Zwischenzeit

Im Fokus der Ruhrtriennale 2018 standen die Perspektiven des Globalen Südens. In der Ausgabe 2019 untersuchen wir Aspekte europäischer Selbstkritik: Auf vielfältige Weise beschäftigen sich in diesem Jahr Künstler*innen mit der eigenen privilegierten europäischen Existenz. Dabei stellt sich die Frage: Wer darf wen in welchen Kontexten repräsentieren? Die Krise der Repräsentation entsteht aus der Erkenntnis, dass die europäische Demokratie immer auch schon eine rassistische Konstruktion war, die auf Macht und Privilegien beruht. Gleichzeitig ist es zwingend notwendig, die Idee der Demokratie zu verteidigen, sich mehr denn je für eine diverse, offene Gesellschaft und transnationale Öffentlichkeit einzusetzen und somit die Demokratie herzustellen, die es im Sinne von Gleichheit zu keiner Zeit gegeben hat. Der Raum dafür wird immer enger.

Aus diesem aktuellen Anlass entwickelt der Artiste associé Christoph Marthaler seine Musiktheater-Kreation über neuen Demokratieverlust, schockierende Exklusionspraktiken und nationalistische Ideologien. Vier weitere Arbeiten der Ruhrtriennale reflektieren das an Geltung und Deutungshoheit verlierende Europa. In der Jahrhunderthalle kreiert der ungarische Film- und Theaterregisseur Kornél Mundruczó mit der Musiktheaterproduktion Evolution in einer Auseinandersetzung mit György Ligetis Requiem musikalisch, szenisch und visuell einen Raum der Angst vor dem, was wiederkommt: „The beast comes back“ (Mundruczó). Jan Lauwers von Needcompany fragt sich in seiner neuen Arbeit All the good, die in der Maschinenhalle Zweckel Uraufführung feiert, welche Legitimation er als Weißer Künstler im interkulturellen Kontext hat. Heiner Goebbels betrachtet in seiner neuen Kreation Everything that Happened and Would Happen mit der Distanz eines Ethnologen die europäische Geschichte der Zerstörungen in starken Bildund Musik-Fragmenten. David Marton betreibt mit Henry Purcells Dido and Aeneas, remembered ein archäologisches Projekt, das nach Fragmenten europäischer Kultur gräbt. Viele der in der Ruhrtriennale 2019 arbeitenden Künstler*innen, unter anderem Christiane Jatahy, Faustin Linyekula oder Ofira Henig, erkunden in vollkommen unterschiedlichen Formaten die Auswirkungen jahrhundertelanger europäischer Dominanz auf heutige Lebensläufe, subjektive Erfahrungen, Wünsche und Vorstellungen. Marlene Monteiro Freitas zeigt auf PACT Zollverein ihre fulminanten Bacchae – Prelude to a Purge. Die umworbene israelische Choreographin Sharon Eyal wird die Uraufführung ihres neuen Werkes Chapter 3 im Rahmen der Ruhrtriennale feiern, ebenso wie der brasilianische Choreograph Bruno Beltrão.

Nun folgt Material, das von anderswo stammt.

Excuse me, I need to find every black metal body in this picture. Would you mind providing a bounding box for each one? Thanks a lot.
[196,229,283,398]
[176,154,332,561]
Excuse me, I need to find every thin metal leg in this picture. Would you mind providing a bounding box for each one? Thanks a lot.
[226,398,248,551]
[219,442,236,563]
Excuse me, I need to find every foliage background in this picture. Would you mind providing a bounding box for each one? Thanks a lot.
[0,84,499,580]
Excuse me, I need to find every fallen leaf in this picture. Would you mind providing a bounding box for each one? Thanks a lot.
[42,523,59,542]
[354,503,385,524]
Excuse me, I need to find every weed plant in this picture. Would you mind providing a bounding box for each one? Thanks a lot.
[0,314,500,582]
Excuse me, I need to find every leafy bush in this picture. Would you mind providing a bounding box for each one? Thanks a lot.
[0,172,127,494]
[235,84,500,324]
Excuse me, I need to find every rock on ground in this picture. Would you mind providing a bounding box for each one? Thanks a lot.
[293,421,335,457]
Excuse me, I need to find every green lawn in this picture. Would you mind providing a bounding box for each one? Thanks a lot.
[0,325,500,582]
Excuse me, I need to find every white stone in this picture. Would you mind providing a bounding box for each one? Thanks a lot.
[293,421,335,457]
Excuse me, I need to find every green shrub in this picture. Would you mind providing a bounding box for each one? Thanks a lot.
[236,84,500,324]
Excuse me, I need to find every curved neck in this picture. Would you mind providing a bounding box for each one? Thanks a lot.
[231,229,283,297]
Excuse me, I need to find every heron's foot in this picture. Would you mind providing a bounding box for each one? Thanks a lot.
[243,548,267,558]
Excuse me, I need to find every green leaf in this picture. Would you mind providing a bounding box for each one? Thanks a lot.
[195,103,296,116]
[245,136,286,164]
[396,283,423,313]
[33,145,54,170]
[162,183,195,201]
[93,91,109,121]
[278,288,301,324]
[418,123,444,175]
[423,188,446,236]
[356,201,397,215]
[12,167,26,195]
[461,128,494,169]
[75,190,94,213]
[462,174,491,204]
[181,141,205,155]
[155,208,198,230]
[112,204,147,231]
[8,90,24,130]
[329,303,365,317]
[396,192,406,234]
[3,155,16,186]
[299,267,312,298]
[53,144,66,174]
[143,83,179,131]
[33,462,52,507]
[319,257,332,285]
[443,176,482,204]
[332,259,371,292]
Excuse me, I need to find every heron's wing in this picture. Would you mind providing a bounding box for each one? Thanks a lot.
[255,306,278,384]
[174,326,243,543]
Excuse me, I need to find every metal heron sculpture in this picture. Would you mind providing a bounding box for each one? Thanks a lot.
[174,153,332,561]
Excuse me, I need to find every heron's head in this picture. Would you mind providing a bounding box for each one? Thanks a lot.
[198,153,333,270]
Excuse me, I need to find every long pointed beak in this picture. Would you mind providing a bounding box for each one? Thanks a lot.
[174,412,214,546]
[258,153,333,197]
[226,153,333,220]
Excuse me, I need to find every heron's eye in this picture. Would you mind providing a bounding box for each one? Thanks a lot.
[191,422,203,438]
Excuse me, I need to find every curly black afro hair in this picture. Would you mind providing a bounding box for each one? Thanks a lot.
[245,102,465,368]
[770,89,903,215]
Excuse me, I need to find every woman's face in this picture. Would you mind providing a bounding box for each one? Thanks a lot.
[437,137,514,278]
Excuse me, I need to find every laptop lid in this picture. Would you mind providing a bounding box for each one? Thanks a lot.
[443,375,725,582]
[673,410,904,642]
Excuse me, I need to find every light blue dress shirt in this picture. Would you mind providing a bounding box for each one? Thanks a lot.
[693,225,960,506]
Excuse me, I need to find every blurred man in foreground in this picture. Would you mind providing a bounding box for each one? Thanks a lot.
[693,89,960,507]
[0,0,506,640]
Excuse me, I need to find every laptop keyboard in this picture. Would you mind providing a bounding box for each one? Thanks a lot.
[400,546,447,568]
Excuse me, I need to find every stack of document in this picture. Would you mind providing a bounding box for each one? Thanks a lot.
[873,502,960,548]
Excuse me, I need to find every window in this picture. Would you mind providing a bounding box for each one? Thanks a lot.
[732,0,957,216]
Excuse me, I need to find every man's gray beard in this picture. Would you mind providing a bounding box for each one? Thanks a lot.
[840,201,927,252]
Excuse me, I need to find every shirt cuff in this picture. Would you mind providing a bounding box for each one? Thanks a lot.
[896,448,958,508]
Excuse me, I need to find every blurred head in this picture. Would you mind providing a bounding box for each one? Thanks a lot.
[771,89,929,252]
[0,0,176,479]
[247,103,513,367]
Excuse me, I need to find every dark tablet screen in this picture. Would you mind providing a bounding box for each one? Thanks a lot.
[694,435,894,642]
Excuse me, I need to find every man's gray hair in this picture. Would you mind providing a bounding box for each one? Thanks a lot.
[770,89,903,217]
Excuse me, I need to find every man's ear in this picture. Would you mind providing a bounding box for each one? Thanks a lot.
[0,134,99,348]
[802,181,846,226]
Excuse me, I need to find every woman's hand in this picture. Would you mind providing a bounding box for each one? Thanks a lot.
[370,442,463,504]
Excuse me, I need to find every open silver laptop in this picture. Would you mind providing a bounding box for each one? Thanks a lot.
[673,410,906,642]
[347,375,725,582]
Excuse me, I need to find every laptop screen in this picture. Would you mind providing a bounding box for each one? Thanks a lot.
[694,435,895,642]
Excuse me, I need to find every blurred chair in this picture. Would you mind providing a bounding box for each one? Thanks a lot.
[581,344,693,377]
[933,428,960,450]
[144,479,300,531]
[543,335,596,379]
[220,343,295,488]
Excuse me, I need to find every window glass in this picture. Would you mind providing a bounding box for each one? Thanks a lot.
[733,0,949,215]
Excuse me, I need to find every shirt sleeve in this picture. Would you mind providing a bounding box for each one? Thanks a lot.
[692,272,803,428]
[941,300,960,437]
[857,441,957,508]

Damit man auch die Krisen lustvoll er- und überlebt, trainiert der bildende Künstler Jonas Staal das Publikum für die Zukunft. Das Chorwerk Ruhr-Konzert ist Luciano Berio und Alessandro Striggio gewidmet. Auf zwei große Konzerte des Klangforum Wien mit dem Dirigenten Sylvain Cambreling darf man sich ebenso freuen wie auf die Fortsetzung der Reihe MaschinenHausMusik. Das Langzeitprojekt der Jungen Triennale #nofear wird fortgesetzt und erweitert. Third Space wird vom Künstler*innenkollektiv raumlaborberlin mit genüsslichen Ritualen des Miteinanders wiederbelebt; auch der Festivalcampus für internationale Studierende wird in eine neue Runde gehen.

Ich wünsche Ihnen und uns eine aufregende Festivalzeit!